Follow Andrew Sirotnik at twitter.com/asirotnik

The title’s a lie. I love Gilt and have no intention of giving it up completely (even though the private sales aren’t private and they seem to selling every brand under the sun). But I did tire of receiving 1-2 emails every day and finally pulled the trigger and unsubscribed.

[click to view larger]

Treating customer service interactions as new opportunities to engage.

Gilt really gets digital customer experience. Instead of offering the usual insincere apologies, they deliver a beautifully designed ‘unsubscribe’ screen with an unapologetic “How can I help?” attitude that puts the consumer in control and makes them like Gilt more as a result. It’s very easy to choose “reduce the number of emails I receive” rather than severing the relationship completely.

Offering ways to connect on other channels / devices.
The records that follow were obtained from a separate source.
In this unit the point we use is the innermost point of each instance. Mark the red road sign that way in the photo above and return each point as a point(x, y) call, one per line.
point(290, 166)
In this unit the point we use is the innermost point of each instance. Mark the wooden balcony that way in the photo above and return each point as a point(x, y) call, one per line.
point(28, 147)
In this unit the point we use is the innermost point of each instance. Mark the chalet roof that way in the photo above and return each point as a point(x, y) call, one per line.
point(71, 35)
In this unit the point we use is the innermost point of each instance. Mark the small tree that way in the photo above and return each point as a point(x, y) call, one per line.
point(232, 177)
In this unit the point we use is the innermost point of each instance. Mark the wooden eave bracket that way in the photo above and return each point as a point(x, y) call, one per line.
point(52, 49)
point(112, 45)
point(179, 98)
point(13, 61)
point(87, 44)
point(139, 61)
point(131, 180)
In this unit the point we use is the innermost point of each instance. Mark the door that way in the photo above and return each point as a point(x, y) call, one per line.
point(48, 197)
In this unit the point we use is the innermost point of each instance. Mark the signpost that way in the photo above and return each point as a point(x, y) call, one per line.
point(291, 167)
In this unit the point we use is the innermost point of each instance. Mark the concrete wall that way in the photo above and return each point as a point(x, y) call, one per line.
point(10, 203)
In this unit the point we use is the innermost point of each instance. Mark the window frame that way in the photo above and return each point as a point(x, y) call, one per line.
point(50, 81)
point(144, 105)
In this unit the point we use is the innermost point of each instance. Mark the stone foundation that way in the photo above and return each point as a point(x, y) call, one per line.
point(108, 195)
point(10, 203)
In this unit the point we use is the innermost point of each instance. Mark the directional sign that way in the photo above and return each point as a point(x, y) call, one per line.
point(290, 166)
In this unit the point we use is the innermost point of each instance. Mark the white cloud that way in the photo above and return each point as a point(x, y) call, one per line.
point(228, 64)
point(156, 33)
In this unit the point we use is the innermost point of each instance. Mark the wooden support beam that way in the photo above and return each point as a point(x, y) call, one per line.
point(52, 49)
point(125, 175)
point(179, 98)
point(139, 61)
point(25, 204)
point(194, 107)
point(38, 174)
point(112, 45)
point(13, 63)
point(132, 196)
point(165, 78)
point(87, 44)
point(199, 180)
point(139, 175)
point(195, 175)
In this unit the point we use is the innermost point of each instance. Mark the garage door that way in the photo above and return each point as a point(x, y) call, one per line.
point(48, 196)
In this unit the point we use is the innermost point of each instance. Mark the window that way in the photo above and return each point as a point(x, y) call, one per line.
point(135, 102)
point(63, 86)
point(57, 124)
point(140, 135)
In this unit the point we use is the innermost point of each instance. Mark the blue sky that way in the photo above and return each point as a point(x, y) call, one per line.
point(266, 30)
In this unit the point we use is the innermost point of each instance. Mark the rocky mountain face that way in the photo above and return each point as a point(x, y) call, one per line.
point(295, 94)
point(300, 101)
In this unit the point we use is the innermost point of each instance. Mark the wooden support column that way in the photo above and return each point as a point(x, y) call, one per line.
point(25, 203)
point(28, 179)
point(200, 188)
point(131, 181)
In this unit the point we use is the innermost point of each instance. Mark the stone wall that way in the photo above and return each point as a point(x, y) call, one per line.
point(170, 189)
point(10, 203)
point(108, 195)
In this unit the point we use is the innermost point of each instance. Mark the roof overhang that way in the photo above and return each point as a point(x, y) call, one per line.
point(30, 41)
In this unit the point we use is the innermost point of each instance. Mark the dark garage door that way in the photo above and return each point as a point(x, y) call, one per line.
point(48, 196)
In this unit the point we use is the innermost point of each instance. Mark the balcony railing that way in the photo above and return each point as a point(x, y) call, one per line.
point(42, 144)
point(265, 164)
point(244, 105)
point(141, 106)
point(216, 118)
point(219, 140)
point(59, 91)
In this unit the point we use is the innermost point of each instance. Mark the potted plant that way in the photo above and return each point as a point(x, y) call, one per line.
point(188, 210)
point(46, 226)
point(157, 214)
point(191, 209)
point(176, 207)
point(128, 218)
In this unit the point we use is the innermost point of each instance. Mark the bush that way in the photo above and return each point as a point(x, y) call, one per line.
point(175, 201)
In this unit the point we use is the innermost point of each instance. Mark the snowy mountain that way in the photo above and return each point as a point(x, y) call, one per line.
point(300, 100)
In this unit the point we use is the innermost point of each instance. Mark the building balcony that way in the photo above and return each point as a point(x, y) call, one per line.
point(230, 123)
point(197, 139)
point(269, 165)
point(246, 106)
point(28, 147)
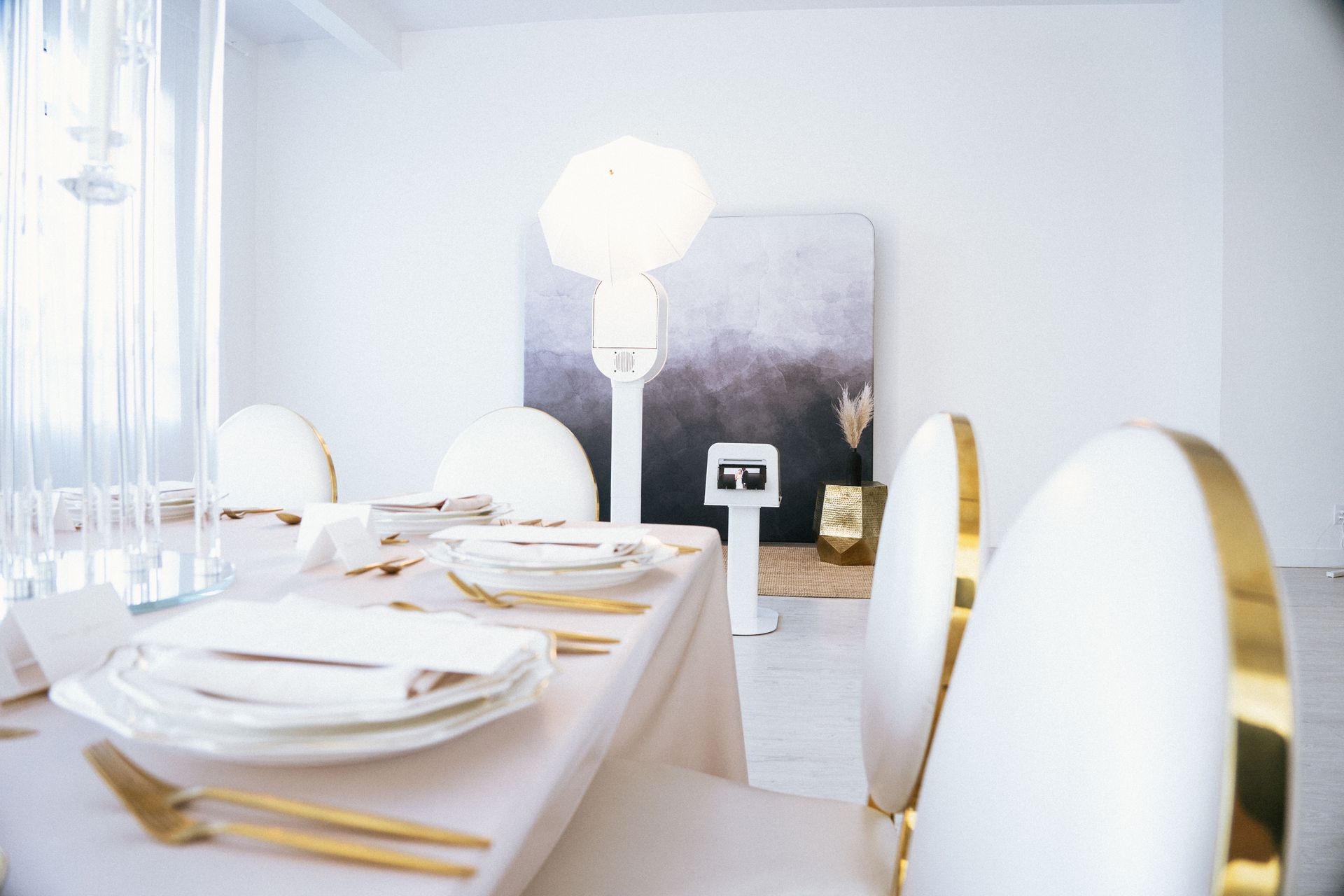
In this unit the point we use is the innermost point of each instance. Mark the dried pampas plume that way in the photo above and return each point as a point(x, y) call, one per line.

Better yet is that Gilt takes this opportunity to showcase other ways to connect that might fit better than email with one’s digital lifestyle, including the innovative desktop app Gilt Clock with a sale countdown timer, preview of upcoming sales and a link to the calendar. It’s not a leap to imagine them successfully promoting their mobile / iPad apps here as well. (Note: I took the screenshot above a month or so ago so they may already do this.)

I conducted a quick survey of other retailers’ ‘unsubscribe’ experiences. Most were purely transactional and forced the consumer to choose between ending their relationship with the brand or resigning themselves to the status quo (nobody wins in this scenario).

This is another example of the pure play retailers reinventing the details that traditional retailers might accept as established best practices. I think consumers appreciate it and suspect Gilt sees a return from the effort.